The amount of subsidy in appropriate cases shall be determined by the Board in accordance with established guidelines issued by it upon the recommendation of the Council.
The Fund shall also be utilized for the operation of the Council, the training and education of Voluntary Arbitrators, and the Voluntary Arbitration Program.
(g) The Ministry shall help promote and gradually develop, with the agreement of labor organizations and employers, labor-management cooperation programs at appropriate levels of the enterprise based on the shared responsibility and mutual respect in order to ensure industrial peace and improvement in productivity, working conditions and the quality of working life.
(h) In establishments where no legitimate labor organization exists, labor-management committees may be formed voluntarily by workers and employers for the purpose of promoting industrial peace. The Department of Labor and Employment shall endeavor to enlighten and educate the workers and employers on their rights and responsibilities through labor education with emphasis on the policy thrusts of this Code.
(i) To ensure speedy labor justice, the periods provided in this Code within which decisions or resolutions of labor relations cases or matters should be rendered shall be mandatory. For this purpose, a case or matter shall be deemed submitted for decision or resolution upon the filing of the last pleading or memorandum required by the rules of the Commission or by the Commission itself, or the Labor Arbiter, or the Director of the Bureau of Labor Relations or Med-Arbiter, or the Regional Director.

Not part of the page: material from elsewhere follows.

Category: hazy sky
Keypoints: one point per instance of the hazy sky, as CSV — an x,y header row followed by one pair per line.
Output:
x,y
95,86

Upon expiration of the corresponding period, a certification stating why a decision or resolution has not been rendered within the said period shall be issued forthwith by the Chairman of the Commission, the Executive Labor Arbiter, or the Director of the Bureau of Labor Relations or Med-Arbiter, or the Regional Director, as the case may be, and a copy thereof served upon the parties.
Despite the expiration of the applicable mandatory period, the aforesaid officials shall, without prejudice to any liability which may have been incurred as a consequence thereof, see to it that the case or matter shall be decided or resolved without any further delay.